Analistas lembram dos carros elétricos, que a Ford demorou para enxergar como o futuro inexorável do setor. Outras empresas saíram em disparada na frente, como a Tesla, uma neófita no segmento automobilístico. Agora, a mais tradicional fabricante de automóveis do mundo, criada pelo lendário Henry Ford, busca desesperadamente recuperar o espaço perdido. E para tanto, está ceifando as arestas.
O setor automobilístico tradicional, movido a combustível fóssil, enfrenta uma encruzilhada impiedosa: muda e avança ou permanece como está e fenece. É apenas uma questão de tempo. Os carros elétricos ganham cada vez mais espaços na pista e numa velocidade impressionante. Na Noruega, por exemplo, mais da metade de sua frota de automóveis é formada por carros movidos a eletricidade. Outros países da Europa já definiram datas para banir de suas cidades os carros movidos a gasolina e diesel. Há anos o meio ambiente “grita” e, ao que parece, governos finalmente estão escutando e tomando as devidas providências.
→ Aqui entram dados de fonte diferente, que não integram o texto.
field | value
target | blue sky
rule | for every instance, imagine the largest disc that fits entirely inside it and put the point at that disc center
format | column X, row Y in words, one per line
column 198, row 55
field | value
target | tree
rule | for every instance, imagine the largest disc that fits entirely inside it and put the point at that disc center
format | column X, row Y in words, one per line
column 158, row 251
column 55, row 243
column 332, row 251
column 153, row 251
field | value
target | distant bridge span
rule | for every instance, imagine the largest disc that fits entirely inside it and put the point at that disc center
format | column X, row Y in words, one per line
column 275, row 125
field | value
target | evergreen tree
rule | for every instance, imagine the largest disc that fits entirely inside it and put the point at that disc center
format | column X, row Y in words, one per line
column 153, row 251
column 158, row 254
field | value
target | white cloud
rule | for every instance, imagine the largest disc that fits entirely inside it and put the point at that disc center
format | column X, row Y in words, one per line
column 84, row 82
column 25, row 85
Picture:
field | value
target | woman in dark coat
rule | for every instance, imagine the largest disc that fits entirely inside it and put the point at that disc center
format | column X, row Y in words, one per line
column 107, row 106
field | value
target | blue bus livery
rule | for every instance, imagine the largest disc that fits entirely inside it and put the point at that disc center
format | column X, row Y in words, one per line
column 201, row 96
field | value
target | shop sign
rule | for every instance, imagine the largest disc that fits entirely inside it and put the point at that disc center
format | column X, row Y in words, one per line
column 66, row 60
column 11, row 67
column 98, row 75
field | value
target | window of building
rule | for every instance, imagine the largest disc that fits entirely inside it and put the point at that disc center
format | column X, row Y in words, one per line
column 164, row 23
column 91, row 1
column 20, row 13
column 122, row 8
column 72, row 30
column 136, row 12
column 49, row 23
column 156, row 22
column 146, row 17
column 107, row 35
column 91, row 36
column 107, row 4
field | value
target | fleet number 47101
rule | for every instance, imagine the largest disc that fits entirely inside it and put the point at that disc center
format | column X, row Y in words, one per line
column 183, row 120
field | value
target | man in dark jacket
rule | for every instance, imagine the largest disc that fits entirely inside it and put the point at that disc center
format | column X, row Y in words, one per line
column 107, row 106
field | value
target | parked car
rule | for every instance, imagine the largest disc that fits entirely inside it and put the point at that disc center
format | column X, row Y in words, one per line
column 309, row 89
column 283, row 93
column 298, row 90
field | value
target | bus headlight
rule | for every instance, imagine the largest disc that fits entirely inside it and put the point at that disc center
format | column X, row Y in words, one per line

O carro elétrico, não resta dúvida, é o vilão que hoje assusta o carro tradicional. É a eterna luta do moderno contra o antigo. A História está repleta de exemplos. O espaço, como no caso em tela, não permite a coexistência entre ambos os modelos. Apenas um sobreviverá.
Não se pode permitir, no entanto, que essa disputa, que ainda promete lances mais dramáticos, turve a visão e impeça de se ver o que mais está acontecendo no mercado de mobilidade e motivando decisões como a da Ford, de rever os seus modelos de negócios. Além do carro elétrico, há que se atentar para o novo consumidor, ou o consumidor dos novos tempos, que tem questionado o seu sentimento de posse, da necessidade de se ter, de ser o dono deste ou daquele bem. Dentre os vários produtos que a nova geração de consumidores considera transitório, de uso momentâneo, o carro é o principal deles.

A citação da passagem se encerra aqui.